In 1726, Thomas Willcox, along with Thomas Brown, constructed a mill dam across Chester Creek. Soon afterward, a paper mill was built and in 1729 the first paper produced at the site was sold. Willcox learned paper making prior to coming to Pennsylvania and the arrangement was that he should receive three-fifths of the profit of the joint undertaking.

Brown and Willcox continued their partnership until 1732 when Willcox leased Brown's interest in the operation.

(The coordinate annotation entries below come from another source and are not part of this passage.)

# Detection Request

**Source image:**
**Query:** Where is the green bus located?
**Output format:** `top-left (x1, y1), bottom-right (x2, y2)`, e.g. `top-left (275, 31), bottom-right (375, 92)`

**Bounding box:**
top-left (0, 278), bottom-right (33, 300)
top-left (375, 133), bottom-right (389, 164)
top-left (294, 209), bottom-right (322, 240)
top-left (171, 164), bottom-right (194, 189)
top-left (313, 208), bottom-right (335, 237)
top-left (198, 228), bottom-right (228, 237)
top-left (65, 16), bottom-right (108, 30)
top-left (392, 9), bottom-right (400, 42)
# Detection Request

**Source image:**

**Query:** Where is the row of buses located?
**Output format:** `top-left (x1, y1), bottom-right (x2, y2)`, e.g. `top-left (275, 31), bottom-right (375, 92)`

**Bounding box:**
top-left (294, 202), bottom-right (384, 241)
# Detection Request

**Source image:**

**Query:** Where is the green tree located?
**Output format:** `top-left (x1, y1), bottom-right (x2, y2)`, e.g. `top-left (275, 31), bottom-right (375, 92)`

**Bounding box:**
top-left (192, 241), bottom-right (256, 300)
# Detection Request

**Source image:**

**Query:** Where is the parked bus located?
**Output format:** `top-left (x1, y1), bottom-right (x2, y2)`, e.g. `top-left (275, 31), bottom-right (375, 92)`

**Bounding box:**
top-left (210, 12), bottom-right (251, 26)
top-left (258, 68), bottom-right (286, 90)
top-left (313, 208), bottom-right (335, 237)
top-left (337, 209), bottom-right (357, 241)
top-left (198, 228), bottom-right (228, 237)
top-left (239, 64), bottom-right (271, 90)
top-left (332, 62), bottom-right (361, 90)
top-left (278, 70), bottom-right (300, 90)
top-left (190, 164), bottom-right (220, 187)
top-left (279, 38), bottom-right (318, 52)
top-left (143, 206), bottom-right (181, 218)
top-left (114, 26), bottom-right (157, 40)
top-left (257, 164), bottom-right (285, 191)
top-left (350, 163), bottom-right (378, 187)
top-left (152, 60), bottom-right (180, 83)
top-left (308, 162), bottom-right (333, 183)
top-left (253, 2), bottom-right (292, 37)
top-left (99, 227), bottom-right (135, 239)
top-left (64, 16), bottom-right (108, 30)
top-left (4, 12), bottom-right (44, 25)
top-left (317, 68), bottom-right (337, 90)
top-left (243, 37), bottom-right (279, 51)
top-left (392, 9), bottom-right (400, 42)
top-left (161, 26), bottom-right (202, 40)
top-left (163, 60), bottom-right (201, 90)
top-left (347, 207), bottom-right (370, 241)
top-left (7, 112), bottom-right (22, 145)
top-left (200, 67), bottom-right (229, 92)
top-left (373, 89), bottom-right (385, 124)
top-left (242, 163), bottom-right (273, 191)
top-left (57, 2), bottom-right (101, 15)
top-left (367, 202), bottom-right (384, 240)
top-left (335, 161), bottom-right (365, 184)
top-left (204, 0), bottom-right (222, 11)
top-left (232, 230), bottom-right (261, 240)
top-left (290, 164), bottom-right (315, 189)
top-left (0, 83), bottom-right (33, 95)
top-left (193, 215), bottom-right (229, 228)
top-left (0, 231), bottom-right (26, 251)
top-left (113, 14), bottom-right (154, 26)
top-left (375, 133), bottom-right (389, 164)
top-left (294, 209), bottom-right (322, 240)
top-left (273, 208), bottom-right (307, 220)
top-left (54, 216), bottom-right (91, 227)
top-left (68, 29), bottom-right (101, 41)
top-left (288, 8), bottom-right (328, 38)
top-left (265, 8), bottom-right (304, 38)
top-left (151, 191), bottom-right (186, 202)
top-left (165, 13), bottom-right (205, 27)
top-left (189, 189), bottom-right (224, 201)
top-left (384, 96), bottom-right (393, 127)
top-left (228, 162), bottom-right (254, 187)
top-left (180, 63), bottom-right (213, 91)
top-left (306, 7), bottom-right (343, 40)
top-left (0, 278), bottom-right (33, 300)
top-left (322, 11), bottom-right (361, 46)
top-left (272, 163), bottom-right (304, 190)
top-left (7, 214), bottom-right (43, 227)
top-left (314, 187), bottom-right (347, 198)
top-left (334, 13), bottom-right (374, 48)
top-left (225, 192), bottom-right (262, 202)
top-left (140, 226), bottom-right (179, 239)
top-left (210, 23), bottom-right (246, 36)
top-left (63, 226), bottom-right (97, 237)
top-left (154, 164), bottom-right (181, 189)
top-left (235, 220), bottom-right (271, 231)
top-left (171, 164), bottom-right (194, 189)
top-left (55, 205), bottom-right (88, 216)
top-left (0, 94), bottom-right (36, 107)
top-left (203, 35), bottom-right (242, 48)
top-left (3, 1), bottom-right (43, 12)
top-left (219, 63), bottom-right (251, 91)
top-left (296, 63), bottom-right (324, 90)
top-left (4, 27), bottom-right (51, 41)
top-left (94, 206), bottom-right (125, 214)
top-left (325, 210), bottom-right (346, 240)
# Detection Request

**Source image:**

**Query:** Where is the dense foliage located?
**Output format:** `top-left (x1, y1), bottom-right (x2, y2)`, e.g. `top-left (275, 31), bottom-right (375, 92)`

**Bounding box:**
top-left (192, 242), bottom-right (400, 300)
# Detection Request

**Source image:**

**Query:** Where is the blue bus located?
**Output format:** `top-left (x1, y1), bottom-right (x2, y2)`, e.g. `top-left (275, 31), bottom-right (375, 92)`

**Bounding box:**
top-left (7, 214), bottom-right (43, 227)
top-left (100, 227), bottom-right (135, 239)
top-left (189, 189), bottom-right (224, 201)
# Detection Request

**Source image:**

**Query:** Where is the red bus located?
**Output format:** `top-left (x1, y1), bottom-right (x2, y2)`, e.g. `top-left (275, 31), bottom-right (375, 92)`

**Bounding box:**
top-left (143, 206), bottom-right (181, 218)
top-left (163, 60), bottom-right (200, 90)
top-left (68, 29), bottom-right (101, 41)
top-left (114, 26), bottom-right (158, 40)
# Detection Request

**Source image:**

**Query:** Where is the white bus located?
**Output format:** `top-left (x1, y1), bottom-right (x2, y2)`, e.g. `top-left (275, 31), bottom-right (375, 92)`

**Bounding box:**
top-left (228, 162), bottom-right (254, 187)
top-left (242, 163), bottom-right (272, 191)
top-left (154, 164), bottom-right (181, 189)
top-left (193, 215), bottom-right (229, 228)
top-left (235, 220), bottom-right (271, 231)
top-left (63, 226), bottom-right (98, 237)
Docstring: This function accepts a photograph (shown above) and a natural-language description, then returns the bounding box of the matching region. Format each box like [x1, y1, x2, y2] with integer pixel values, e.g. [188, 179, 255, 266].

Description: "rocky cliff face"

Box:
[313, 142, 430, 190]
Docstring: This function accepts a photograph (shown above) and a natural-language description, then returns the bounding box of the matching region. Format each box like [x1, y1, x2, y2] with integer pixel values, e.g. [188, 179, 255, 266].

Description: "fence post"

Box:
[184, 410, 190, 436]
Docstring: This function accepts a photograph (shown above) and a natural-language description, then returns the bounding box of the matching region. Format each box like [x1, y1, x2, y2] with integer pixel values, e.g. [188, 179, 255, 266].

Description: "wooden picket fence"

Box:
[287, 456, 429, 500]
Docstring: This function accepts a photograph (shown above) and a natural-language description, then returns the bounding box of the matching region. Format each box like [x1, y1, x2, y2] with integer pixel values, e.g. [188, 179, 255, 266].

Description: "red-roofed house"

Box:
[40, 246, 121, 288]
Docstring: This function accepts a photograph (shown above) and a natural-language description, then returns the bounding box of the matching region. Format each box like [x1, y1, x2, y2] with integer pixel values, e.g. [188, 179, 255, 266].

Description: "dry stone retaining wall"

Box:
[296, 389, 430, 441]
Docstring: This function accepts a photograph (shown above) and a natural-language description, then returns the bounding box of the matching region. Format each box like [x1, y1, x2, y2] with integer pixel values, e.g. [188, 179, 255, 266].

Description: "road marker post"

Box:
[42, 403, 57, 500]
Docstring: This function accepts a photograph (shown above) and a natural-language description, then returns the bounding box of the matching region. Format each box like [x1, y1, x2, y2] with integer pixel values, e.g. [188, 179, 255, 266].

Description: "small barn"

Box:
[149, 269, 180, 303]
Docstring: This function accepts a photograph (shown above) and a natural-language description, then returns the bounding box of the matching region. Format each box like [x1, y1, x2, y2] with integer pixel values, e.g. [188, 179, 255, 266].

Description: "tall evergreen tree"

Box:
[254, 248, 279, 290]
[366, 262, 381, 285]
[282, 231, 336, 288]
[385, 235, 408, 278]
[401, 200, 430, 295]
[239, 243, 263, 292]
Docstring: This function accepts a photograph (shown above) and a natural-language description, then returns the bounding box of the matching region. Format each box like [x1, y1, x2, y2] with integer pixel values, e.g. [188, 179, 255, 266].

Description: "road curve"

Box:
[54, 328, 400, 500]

In 1739, Willcox bought Brown out completely. Thomas Willcox passed the mill and property on to his son Mark.

The first output from Ivy Mills was pressboard and then printing paper. After 1775, the mill was devoted almost entirely to making government paper for the continental bills, loan certificates and bills of exchange. At the time of the revolution, the government depended entirely on Ivy Mills for paper for currency.

Thomas Willcox left the mill and property to his son Mark and to other Willcoxes until paper manufacturing at the mill ceased in 1886.

==Missionary Work==
Thomas Willcox and his family were of Roman Catholic faith and are believed to be the oldest Roman Catholic family in Pennsylvania.
The Willcox family opened their home as a regular stop to Jesuit priests traveling from Maryland to preach to Christians in Philadelphia. A mission chapel was established at Ivy Mills in 1730, making it the oldest Roman Catholic parish in Pennsylvania. In 1837, St. Mary's Chapel was built as part of the new Ivy Mills Mansion. Eventually the size of the congregation was sufficient to warrant the construction of a new church in 1852 named St. Thomas the Apostle Church a mile away in what would become the borough of Chester Heights.

==Personal life==
Willcox was originally from Exeter and emigrated to Concord Township with his wife Elizabeth (née Cole) in 1718. Thomas and Elizabeth Willcox had nine children, John, Anne, James, Elizabeth, Mary, Deborah, Thomas, Mark and Margaret.